Tuesday, December 14, 2010

Why Use R?

I use R very frequently and take for granted much that it has to offer.  I forget how R is different from similar tools, so I have trouble communicating the benefits of using R.  The goal of this post is to highlight R's main strengths, but first... my story.

How I got started with R

I was introduced to R while I was working as a Research Analyst at the Federal Reserve Bank of St. Louis.  I wanted to do statistical analysis at home but the tools I used at work (GAUSS and SAS) were expensive, so I started doing my analysis in Excel.

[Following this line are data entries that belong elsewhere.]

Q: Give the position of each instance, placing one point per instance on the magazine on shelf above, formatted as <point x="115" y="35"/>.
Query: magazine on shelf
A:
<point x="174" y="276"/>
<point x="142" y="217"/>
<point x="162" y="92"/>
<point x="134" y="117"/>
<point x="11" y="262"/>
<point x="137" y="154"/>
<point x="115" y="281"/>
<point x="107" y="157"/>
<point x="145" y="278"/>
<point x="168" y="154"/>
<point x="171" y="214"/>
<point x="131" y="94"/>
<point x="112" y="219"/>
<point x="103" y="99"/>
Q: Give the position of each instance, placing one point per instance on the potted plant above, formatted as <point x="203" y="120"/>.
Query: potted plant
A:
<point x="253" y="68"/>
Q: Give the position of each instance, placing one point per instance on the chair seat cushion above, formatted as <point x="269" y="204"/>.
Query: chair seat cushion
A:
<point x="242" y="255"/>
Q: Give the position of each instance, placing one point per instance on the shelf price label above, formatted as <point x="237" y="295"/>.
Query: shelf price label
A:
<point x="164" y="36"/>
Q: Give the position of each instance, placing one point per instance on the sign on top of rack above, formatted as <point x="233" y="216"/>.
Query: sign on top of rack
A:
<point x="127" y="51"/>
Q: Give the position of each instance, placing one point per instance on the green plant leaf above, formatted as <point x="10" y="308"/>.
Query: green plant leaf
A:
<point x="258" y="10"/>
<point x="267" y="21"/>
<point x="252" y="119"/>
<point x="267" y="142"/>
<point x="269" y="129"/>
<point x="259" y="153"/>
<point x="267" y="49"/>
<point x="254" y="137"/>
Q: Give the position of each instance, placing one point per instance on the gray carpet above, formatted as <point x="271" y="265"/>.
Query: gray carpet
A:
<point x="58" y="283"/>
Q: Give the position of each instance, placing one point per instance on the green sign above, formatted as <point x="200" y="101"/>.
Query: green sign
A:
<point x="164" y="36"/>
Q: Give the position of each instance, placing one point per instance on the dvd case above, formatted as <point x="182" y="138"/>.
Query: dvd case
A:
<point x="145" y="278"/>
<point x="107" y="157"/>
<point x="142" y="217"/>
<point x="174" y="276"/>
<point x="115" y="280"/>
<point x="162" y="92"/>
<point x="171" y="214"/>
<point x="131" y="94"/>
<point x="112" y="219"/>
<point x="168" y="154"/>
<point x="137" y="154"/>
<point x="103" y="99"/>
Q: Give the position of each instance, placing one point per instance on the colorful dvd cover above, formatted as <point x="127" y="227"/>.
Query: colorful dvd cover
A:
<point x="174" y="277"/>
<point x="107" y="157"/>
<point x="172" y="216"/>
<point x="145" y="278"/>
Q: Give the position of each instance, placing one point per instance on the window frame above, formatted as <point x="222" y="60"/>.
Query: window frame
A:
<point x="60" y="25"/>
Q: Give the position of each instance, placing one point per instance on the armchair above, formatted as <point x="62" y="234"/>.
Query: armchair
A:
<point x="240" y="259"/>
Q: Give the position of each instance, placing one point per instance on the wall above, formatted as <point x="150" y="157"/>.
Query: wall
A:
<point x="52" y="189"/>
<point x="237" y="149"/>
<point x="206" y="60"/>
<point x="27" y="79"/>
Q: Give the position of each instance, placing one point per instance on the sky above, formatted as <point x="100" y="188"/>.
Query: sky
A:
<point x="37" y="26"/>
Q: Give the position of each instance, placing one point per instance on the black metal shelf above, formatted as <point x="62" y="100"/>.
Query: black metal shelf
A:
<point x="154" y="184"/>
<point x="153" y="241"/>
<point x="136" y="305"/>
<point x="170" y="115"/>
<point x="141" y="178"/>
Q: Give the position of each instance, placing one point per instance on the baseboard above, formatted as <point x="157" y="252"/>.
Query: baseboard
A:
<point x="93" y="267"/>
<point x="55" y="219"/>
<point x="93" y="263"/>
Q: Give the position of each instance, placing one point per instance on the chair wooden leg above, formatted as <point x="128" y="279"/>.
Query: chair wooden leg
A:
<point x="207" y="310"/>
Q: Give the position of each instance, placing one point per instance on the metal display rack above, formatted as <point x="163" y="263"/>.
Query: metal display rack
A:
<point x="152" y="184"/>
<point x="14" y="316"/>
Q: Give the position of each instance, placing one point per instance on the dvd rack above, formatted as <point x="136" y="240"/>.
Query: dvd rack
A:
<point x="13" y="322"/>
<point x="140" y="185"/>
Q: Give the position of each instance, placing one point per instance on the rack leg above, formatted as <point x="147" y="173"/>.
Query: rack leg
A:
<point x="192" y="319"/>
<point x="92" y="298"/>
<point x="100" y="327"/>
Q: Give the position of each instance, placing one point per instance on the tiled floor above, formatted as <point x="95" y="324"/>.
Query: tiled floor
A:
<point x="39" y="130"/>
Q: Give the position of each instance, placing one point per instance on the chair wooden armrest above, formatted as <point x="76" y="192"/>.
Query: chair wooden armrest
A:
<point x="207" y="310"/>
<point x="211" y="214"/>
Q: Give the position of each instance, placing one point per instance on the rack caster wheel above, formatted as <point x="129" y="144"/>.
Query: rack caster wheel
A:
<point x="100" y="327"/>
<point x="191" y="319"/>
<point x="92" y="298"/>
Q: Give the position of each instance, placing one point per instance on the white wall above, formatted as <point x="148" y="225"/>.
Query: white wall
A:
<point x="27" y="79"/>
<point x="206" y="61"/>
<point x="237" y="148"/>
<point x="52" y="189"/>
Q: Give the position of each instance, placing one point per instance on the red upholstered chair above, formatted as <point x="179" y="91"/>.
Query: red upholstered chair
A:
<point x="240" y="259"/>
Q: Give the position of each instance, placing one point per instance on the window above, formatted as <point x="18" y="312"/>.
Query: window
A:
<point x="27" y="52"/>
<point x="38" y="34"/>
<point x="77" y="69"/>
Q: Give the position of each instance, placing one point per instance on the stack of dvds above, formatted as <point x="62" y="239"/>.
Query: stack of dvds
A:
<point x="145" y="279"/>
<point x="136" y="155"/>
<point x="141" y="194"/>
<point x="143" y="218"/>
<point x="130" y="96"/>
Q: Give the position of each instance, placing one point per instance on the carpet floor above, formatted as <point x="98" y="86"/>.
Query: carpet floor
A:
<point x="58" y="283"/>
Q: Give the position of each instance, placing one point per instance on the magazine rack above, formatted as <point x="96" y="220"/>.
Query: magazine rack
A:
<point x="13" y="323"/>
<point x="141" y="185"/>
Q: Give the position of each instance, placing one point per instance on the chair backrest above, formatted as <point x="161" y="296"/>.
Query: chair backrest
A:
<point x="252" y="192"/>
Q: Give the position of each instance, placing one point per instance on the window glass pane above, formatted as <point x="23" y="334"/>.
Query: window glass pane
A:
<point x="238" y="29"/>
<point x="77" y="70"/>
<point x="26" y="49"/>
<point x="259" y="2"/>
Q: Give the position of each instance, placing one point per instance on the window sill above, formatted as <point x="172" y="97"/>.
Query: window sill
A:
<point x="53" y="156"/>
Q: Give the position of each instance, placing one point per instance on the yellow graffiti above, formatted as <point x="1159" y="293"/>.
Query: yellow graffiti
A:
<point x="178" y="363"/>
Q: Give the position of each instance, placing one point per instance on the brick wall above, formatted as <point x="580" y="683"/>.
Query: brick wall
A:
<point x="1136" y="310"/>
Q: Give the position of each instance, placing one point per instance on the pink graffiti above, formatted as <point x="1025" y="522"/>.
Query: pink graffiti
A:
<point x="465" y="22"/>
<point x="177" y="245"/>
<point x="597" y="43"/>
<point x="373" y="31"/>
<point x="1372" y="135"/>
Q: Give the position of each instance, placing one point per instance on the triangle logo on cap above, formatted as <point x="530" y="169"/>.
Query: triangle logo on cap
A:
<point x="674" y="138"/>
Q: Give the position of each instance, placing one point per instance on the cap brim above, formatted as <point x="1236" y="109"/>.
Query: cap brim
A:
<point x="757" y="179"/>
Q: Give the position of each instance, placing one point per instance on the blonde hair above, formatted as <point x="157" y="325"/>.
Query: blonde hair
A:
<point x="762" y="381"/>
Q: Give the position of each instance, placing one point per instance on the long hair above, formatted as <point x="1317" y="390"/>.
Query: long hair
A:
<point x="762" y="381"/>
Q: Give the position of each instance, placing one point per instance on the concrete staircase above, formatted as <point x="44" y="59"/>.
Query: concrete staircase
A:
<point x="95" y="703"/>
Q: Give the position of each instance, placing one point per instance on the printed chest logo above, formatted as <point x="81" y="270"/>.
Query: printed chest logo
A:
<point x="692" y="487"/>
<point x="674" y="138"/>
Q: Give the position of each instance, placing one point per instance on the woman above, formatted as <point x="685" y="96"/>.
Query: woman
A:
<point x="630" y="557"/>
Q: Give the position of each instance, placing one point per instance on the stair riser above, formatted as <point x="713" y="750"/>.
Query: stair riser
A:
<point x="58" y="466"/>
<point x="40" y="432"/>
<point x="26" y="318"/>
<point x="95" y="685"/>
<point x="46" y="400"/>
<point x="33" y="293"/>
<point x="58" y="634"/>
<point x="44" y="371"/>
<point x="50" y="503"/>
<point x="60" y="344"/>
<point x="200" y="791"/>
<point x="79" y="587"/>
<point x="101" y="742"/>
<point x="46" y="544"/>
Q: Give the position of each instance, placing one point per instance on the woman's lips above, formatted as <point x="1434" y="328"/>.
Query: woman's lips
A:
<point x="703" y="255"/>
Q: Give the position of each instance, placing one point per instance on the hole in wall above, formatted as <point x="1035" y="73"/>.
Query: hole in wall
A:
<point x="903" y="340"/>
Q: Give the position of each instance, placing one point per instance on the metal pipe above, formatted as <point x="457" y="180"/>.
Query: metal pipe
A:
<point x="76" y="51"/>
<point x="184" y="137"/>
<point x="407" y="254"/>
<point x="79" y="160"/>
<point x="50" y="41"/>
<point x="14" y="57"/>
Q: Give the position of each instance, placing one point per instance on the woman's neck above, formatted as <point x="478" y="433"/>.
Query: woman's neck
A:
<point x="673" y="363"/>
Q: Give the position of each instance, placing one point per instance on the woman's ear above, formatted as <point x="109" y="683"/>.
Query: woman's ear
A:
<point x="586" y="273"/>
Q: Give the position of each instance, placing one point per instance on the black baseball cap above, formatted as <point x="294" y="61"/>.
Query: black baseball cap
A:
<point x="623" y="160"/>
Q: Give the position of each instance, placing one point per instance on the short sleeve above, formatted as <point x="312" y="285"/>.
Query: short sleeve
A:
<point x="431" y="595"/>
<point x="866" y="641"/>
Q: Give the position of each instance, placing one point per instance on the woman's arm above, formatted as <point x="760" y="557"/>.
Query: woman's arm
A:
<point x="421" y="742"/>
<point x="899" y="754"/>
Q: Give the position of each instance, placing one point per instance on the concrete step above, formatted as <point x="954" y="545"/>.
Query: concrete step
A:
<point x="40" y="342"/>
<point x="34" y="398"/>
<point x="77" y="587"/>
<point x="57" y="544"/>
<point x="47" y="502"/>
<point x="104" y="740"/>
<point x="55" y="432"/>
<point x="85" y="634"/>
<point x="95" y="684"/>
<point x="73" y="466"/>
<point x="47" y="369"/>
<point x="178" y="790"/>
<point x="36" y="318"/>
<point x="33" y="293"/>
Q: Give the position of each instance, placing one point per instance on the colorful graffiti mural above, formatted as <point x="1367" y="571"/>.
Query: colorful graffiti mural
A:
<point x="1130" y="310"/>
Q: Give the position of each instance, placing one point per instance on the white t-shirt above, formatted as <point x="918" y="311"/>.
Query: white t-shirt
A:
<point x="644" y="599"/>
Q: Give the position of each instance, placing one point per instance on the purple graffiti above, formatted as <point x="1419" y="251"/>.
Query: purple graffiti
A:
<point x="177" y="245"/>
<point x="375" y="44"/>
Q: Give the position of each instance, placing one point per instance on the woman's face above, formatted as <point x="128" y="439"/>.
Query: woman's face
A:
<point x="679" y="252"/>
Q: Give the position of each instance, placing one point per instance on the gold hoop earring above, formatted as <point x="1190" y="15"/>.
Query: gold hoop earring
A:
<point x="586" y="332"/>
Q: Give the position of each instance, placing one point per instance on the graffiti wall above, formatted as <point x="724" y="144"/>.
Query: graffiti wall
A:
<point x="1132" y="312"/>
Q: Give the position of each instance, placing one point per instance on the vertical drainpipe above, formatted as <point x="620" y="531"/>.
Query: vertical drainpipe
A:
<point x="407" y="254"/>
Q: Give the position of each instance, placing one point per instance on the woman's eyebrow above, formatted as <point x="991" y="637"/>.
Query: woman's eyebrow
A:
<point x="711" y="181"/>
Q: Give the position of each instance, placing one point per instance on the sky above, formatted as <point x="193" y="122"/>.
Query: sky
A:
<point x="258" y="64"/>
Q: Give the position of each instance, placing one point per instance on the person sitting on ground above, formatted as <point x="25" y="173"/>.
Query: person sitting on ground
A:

But as my analysis became more complex, the Excel files became large and cumbersome.  The files also did not document my thought process, which made it difficult to revisit analysis I had started several months earlier.  I asked my fellow analysts for advice and one introduced me to R and Modern Applied Statistics with S.  Thus began my auto-didactic journey with R.

Why should you use R?

R is the leading tool for statistics, data analysis, and machine learning.  It is more than a statistical package; it’s a programming language, so you can create your own objects, functions, and packages.
Speaking of packages, there are over 2,000 cutting-edge, user-contributed packages available on CRAN (not to mention Bioconductor and Omegahat).  To get an idea of what packages are out there, just take a look at these Task Views.  Many packages are submitted by prominent members of their respective fields.
Like all programs, R programs explicitly document the steps of your analysis and make it easy to reproduce and/or update analysis, which means you can quickly try many ideas and/or correct issues.
You can easily use it anywhere.  It's platform-independent, so you can use it on any operating system.  And it's free, so you can use it at any employer without having to persuade your boss to purchase a license.
Not only is R free, but it's also open-source.  That means anyone can examine the source code to see exactly what it’s doing.  This also means that you, or anyone, can fix bugs and/or add features, rather than waiting for the vendor to find/fix the bug and/or add the feature--at their discretion--in a future release.
R allows you to integrate with other languages (C/C++, Java, Python) and enables you to interact with many data sources: ODBC-compliant databases (Excel, Access) and other statistical packages (SAS, Stata, SPSS, Minitab).
Explicit parallelism is straightforward in R (see the High Performance Computing Task View): several packages allow you to take advantage of multiple cores, either on a single machine or across a network.  You can also build R with custom BLAS.
R has a large, active, and growing community of users.  The mailing lists provide access to many users and package authors who are experts in their respective fields.  Additionally, there are several R conferences every year.  The most prominent and general is useR.  Finance-related conferences include Rmetrics Workshop on Computational Finance and Financial Engineering in Meielisalp, Switzerland and R/Finance: Applied Finance with R in Chicago, USA.
I hope that's a helpful overview of some benefits of using R.  I'm sure I have forgotten some things, so please add them in the comments.


Phil Rack said...

I really like this post because you show a progression of stat tools you have used. I think that's important for those who are considering using a new product. Everyone wants to see some common ground and how they've evolved their analytics stack over time.

Unknown said...

One thing I can't seem to figure out in R is how you would use multiple timeframes. Let's say you want to look at both daily and intraday data as part of the same study (daily to trigger entry, and intraday to figure out if your limit or stop is hit first). The only way I can figure out how to do this is using loops to keep daily and intraday "synchronized" - and that seems to slow everything to a crawl. Is there an easy solution to this that maintains R's high speed time series without resorting to loops? I'm admittedly an R newbie. Thanks!

Alex Rad said...

R has many idiosyncrasies and it does not optimize well for certain matrix operations. The documentation is also quite poor.

In terms of performance, numpy+python can knock down the best optimized programs. And in terms of comprehension, numpy+python wins again

Joshua Ulrich said...

Phil, thanks for the comment. I'm glad you liked the post.

Scott, I'm not sure I understand your question. You will probably get some good answers if you send an example of what you want to the R-SIG-Finance mailing list (follow the posting guide to get the best answers).

Alex, which matrix operations does R not optimize well? Using which BLAS? How is the documentation poor? Can you cite some performance comparison examples? How long have you used R? Python? Thanks for the comment.